Angeregt wird, die Körperverletzung mittels eines Messers zu einem Verbrechen hochzustufen und damit eine Mindeststrafe von einem Jahr Freiheitsstrafe für solche Angriffe vorzusehen. Auch sei zu überlegen, ob der Messereinsatz auch bei dem abstrakten Gefährdungsdelikt des § 231 StGB, der Beteiligung an einer Schlägerei, berücksichtigt werden könnte. Das dürfte den Anwendungsbereich der Norm erheblich erweitern.
Am Freitag wird der Bundesrat über ein Messerverbot im öffentlichen Raum, wie etwa in Fußgängerzonen, Einkaufszentren und öffentlichen Verkehrsmittel beraten. Auch bisher ist es den Kommunen schon begrenzt möglich, Waffenverbotszonen einzurichten. Besonders unklar scheint noch, wie und wo die Polizei dann von einem ausgeweiteten Durchsuchungsrecht Gebrauch machen darf, um ein Verbot durchzusetzen.

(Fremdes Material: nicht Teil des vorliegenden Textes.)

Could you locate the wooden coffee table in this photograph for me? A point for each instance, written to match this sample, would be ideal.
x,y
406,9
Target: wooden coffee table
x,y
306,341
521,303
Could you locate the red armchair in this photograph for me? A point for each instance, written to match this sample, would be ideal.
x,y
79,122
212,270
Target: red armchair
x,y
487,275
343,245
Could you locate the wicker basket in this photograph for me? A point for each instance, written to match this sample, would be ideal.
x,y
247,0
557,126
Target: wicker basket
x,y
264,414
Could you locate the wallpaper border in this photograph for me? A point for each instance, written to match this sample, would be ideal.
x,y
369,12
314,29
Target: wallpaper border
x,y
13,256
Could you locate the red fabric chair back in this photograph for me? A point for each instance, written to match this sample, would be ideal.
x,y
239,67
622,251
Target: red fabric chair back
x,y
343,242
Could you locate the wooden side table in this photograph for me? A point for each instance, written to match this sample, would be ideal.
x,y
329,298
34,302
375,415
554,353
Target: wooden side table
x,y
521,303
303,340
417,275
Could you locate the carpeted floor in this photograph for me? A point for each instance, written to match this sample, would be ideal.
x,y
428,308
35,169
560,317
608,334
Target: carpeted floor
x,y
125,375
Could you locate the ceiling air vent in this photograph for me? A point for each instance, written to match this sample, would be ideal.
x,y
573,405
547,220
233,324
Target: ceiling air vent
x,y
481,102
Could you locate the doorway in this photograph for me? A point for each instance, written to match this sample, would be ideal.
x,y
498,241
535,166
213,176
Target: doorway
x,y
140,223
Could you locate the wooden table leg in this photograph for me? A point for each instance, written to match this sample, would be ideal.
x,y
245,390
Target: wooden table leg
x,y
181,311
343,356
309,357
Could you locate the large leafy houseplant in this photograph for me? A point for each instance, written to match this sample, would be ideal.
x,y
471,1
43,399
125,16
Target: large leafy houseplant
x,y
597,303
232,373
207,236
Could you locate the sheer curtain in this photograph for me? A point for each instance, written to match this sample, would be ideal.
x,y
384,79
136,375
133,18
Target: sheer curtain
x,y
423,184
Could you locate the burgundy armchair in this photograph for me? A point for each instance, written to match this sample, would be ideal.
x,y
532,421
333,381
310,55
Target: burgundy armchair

Anwälte auch für Länder teurer geworden
Auch die Erhöhung der Rechtsanwaltsvergütung nach dem Rechtsanwaltsvergütungsgesetz (RVG) beschäftigt die Justizminister. 2013 beschloss der Bundestag mit dem 2. Kostenrechtsmodernisierungsgesetz eine Anhebung der Gebühren. Durch die Erhöhung geraten die Justizhaushalte der Länder unter Druck, wie ein Landesvorschlag ausführt. Die ebenfalls 2013 angehobenen Gerichtsgebühren würden nicht ausreichen, um die Mehrausgaben nach dem RVG auszugleichen. Beim Treffen der Justizminister 2018 in Eisenach hatte die JuMiKo einer Länderarbeitsgruppe den Auftrag erteilt, die Kostensituation zu untersuchen.

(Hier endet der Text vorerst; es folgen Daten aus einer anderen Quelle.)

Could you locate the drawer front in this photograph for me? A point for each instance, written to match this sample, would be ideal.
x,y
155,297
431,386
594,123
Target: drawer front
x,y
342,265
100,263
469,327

Alternativen zur Ersatzhaft?
In Travemünde wird eine Länder-Arbeitsgruppe ihre Ergebnisse zu einer "Prüfung alternativer Sanktionsmöglichkeiten" vorstellen. Insbesondere geht es dabei um die Vermeidung von Ersatzfreiheitsstrafen nach § 43 StGB, er sieht für uneinbringliche Geldstrafen eine Freiheitsstrafe vor. Bei der Umrechnung entspricht ein Tagessatz einem Tag Freiheitsstrafe.

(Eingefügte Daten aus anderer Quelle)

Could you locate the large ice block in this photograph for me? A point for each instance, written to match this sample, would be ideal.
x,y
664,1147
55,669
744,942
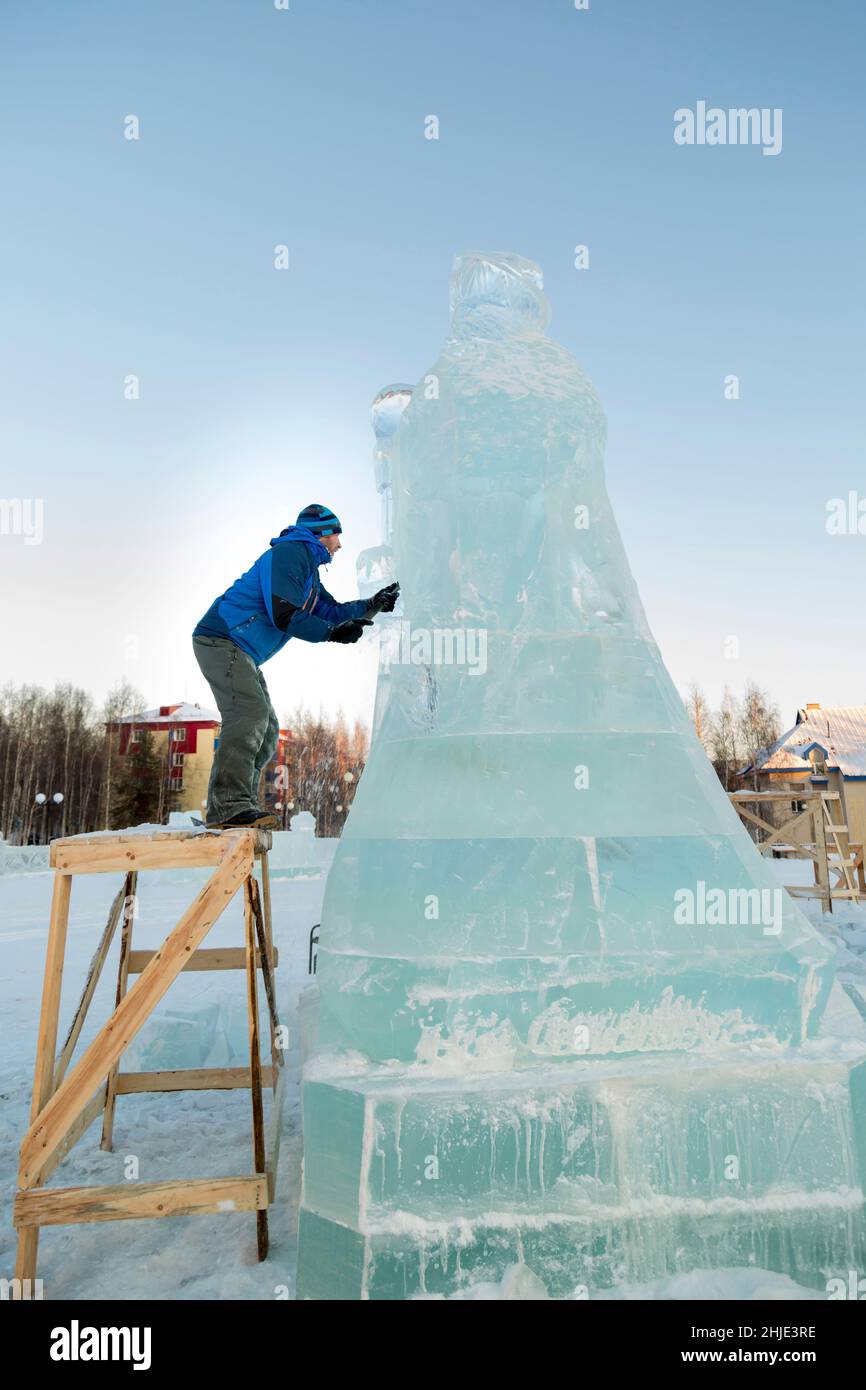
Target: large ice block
x,y
555,972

Die von NRW und Brandenburg geführte Arbeitsgruppe hat sich kritisch mit den Umständen der Ersatzfreiheitsstrafe beschäftigt, etwa auch mit den Fragen, wen sie warum trifft, dazu hat sie auch Armutsgefahr und Überschuldungssituationen untersucht. Der Vorschlag regt an, kurze Haftstrafen zu vermeiden und die Ersatzfreiheitstrafe stärker als Surrogat zur Geldstrafe zu sehen und gegenüber der Freiheitsstrafe abzugrenzen.
Was die JuMiKo noch beschäftigen wird: 5G, Hasskriminalität, Legal Tech
Ein Vorschlag aus Bayern warnt davor, dass die 5G-Mobilfunktechnologie für Schwierigkeiten bei der Ermittlungsarbeit sorgen könnte. Die neue Technologie soll nicht nur eine schnellere Datenübertragung möglich machen, sondern auch generell verschlüsselt ablaufen. Das hätte Konsequenzen für die Telekommunikationsüberwachung (TKÜ), die dann nur noch als Quellen-TKÜ erfolgreich sein dürfe, wie der Vorschlag ausführt. Auch der Einsatz von sog. IMSI-Catchern zur Standortermittlung eines Mobiltelefons werde erschwert. Der Vorschlag plädiert deshalb dafür, dass die Justizminister sich für entsprechende Änderungen etwa in der StPO aussprechen.
Außerdem werden sich die Justizminister auch noch mit den Herausforderungen von Legal Tech für die Justiz, dem Bericht einer Arbeitsgruppe zu Fake News und einer Änderung des Bedrohungstatbestandes nach § 241 StGB, um verstärkt gegen Hasskriminalität vorgehen zu können, beschäftigen. Auf der Tagesordnung steht auch die Diskussion darüber, wie deutsche Gerichte als Justizstandort für Wirtschaftsstreitigkeiten gestärkt werden können. Nicht zuletzt soll es auch um das geplante Forum Recht in Karlsruhe gehen.